The legacy of the Granite City’s Neale Cooper

By: Neil Drysdale

Picture the scene: you’ve just left school and been offered the opportunity to join a professional football club, only to discover that one of your first assignments is cleaning your boss’s toilet. That was the unpromising scenario which confronted 16-year-old Neale Cooper in 1979 when, as a young hopeful at Aberdeen, he found himself tasked with keeping Alex Ferguson’s throne in pristine condition. It was a gruelling regime at Pittodrie, but the young Cooper, a keen-as-mustard ball boy and fervent football fan from his childhood, long before he had ever signed a contract, was ready to do anything he could to succeed at the highest level. He later recalled: “Before I made my Aberdeen debut, I was cleaning Fergie’s toilet. It was my job, looking after his room and the coaches’ room. Then, one day he came in and said: ‘When you have finished sorting that out, get yourself home’. I asked why. And he replied: ‘Because you are playing tomorrow.”

It was a reminder of how swiftly the teenager burst into the spotlight. Some players make an instant impression; while others toil away for years, gradually stamping their imprint on the game. There was never any doubt in which camp Cooper belonged. He was the youngest member of the Aberdeen contingent who secured their fabled triumph over Real Madrid in the European Cup Winners’ Cup final on a rainy night in Gothenburg in 1983; an achievement which cemented their posterity for as long as people in the Granite City are talking about football. Yet, while others searched for superlatives, Cooper himself refused to buy into the hype or believe the headlines which emblazoned him as a star. Instead, he was always as happy chewing the fat with fans as he was impersonating his former manager. That philosophy was summed up by his reaction to the German maestro Franz Beckenbauer declaring – after the Dons had beaten Bayern Munich in the quarter-finals – “Young Neale Cooper is the closest thing I have seen to me at that age”. And the Scot’s reply? “That just shows that even the very best can talk sh***.”

Tattie

It’s five years since Cooper became the first of the Gothenburg Greats to leave us at the age of just 54 and, even now, there is tristesse at the fashion in which the youngest member of the team slipped away. The recent celebrations surrounding the Dons’ Class of 83 being given the Freedom of Aberdeen was tempered by the knowledge “Tattie” wasn’t involved in the thick of it.  But the tributes to him were fulsome and delivered with an emotional punch, as myriad former players and fans alike commemorated somebody they regarded as their best friend. Cooper, born in Darjeeling in India, prior to attending Airyhall Primary and Hazlehead Academy in Aberdeen, might have left his roots to pursue his playing and managerial career at Aston Villa, Rangers, Reading, Dunfermline, Ross County, Hartlepool United, Gillingham and Peterhead. But he was never more in his element with a spring in his step and a joie de vivre than when he was on the rampage with the Red Army cheering him on, while he and his colleagues marauded down the Beach End.

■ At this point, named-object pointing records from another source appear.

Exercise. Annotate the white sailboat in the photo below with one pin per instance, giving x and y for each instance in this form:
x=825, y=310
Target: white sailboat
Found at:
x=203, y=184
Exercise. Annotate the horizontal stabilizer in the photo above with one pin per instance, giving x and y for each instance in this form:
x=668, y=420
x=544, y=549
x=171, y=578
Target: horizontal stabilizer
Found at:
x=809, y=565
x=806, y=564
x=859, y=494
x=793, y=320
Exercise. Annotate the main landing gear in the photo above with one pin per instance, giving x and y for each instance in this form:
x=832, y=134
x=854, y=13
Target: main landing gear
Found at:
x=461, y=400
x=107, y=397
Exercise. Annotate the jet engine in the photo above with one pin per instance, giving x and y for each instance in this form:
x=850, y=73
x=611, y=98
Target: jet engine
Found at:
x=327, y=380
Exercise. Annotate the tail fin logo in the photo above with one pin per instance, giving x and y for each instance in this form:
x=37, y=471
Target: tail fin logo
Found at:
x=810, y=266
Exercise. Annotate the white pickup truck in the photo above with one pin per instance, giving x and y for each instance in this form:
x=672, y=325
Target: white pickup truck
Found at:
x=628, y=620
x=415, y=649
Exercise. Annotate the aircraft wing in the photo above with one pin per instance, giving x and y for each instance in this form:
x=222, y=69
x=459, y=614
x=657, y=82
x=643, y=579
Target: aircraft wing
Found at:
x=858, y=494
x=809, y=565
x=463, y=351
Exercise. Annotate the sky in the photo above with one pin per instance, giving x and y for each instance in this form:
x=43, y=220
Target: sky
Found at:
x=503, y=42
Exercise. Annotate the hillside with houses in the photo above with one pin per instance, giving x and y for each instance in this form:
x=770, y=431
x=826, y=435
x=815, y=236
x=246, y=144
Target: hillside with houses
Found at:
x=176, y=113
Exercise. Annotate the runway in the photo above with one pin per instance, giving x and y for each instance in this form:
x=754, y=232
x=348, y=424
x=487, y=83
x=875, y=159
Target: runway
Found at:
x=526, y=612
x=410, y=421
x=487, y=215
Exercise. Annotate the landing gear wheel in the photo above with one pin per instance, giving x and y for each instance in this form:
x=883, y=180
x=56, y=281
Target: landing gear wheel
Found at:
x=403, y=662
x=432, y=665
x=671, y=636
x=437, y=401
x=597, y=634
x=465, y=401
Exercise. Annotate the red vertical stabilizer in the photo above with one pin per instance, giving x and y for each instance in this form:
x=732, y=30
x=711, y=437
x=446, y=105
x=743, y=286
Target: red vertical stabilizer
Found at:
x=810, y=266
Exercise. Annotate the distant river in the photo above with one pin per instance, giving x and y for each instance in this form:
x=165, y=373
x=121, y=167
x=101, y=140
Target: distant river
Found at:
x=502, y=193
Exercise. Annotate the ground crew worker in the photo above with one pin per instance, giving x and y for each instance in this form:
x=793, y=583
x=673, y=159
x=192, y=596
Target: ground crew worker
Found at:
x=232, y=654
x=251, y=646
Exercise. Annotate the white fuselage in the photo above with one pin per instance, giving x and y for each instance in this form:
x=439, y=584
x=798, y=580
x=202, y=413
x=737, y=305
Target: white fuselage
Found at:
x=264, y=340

In the aftermath of his glory days on the pitch, during which time he collected league titles, Scottish Cup medals and European honours with the Dons, and added to his silverware at Ibrox  (yet, astonishingly, missed out on Scotland selection), Cooper proved he could cut the mustard at management level. He was – and remains – a cult figure in Hartlepool and was inducted as one of the most cherished members of the English club’s Hall of Fame. Yet, despite assuming a senior role at Victoria Park and steering Ross County to uncharted heights, he was happy to indulge in spontaneous impressions of those with whom he had worked.

Sky Sports presenter, Jeff Stelling, was among those who saw how skilful Cooper could be in the art of mimicry. He said: “I remember the first time I met him, we took a camera crew to the hotel in London where the team were staying to do an interview. I had heard about his reputation for doing a Sir Alex Ferguson impression so, not knowing him at all, the first thing I asked him was if he would do it – and he refused point blank, in the nicest possible way, of course. But ‘Tattie’ was the sort of guy who just couldn’t help himself, though – and five minutes later, he was in full, fluent Fergie mode and was excellent. I hope people in the football world know that he wasn’t just loved in Aberdeen, but was loved in Hartlepool as well, because it was his second home.”

It was a measure of the fun and flamboyance which ‘Tattie’ brought to his often action-packed life and times that there was still plenty of laughter amid the tears as Richard Gordon hosted the proceedings. Joe Harper, the all-time leading goalscorer at Aberdeen, gave one of the most touching appreciations of his close friend. He said: “In those winter nights, when you see the star twinkling, that is the star of the north and that is Neale winking at you.” He left us and his family prematurely. But he will never be forgotten.